To investigate numerically the settling of small solid particles in a suspension of motile gyrotactic micro‐organisms in order to evaluate the possibility of using bioconvection to slow down settling and enhance mixing between particles.

Numerical computations are performed at the North Carolina Supercomputing Center utilizing an Origin 2400 workstation. A conservative finite‐difference scheme is used to discretize the governing equations. A staggered uniform grid with the stream function and vorticity stored in one set of nodes and the number densities of micro‐organisms and solid particles stored in another set of nodes is utilized. CPU time required to investigate plume development until it attains steady‐state for 36 × 36 uniform mesh is about 50 h.
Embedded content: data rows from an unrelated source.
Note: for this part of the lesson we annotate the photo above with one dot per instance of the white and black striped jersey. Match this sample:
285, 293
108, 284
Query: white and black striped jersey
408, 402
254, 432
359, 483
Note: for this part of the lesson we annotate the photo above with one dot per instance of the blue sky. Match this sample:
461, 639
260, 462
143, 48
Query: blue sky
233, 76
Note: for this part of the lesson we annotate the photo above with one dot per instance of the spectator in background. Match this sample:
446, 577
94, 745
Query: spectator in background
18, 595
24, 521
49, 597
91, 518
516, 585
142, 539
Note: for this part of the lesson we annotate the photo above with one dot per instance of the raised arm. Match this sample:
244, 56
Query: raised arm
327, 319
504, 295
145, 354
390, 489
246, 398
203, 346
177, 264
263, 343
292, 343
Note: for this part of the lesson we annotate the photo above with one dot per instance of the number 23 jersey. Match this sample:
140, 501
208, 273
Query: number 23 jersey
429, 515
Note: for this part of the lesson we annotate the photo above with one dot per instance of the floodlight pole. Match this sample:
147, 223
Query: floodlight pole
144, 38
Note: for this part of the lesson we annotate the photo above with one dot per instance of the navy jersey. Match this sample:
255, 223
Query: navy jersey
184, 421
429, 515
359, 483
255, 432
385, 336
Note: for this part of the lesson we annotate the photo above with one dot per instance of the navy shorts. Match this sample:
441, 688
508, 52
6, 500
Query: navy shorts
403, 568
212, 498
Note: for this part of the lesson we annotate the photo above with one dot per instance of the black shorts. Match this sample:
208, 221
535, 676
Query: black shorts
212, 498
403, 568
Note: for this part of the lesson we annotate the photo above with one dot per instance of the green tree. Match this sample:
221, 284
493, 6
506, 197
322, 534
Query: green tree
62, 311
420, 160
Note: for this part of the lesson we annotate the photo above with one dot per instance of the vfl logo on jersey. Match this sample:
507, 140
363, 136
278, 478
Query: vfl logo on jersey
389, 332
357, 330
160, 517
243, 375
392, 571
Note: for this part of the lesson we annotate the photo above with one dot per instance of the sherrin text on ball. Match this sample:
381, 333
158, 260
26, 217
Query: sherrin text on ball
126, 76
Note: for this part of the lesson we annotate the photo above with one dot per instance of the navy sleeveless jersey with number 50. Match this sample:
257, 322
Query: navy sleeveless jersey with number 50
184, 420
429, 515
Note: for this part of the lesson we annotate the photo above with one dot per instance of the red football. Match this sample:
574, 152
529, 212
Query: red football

It is established that small solid particles that are heavier than water slow down bioconvection. Extremely small particles (nanoparticles) that have negligible settling velocity do not have any noticeable impact on bioconvection, very large particles (that have negligible diffusivity), or very heavy particles (that have very large settling velocity) also do not have any impact on bioconvection because they simply settle at the bottom. However, if the particles are of the optimal size and density (gravitational settling must compete with Brownian diffusion to create an exponential number density distribution of solid particles with the maximum at the bottom of the chamber), these particles can effectively slow down bioconvection.

The question how solid particles may affect the wavelengths of bioconvection patterns requires further investigation.

The finding that solid particles slow down bioconvection may be important in using bioconvection to enhance mixing in fluid microvolumes.

The paper provides a model and numerical data about the effect of bioconvection on mixing of small solid particles. These data are valuable for researches working in fundamental fluid mechanics, multiphase flow, and applications of bioconvection.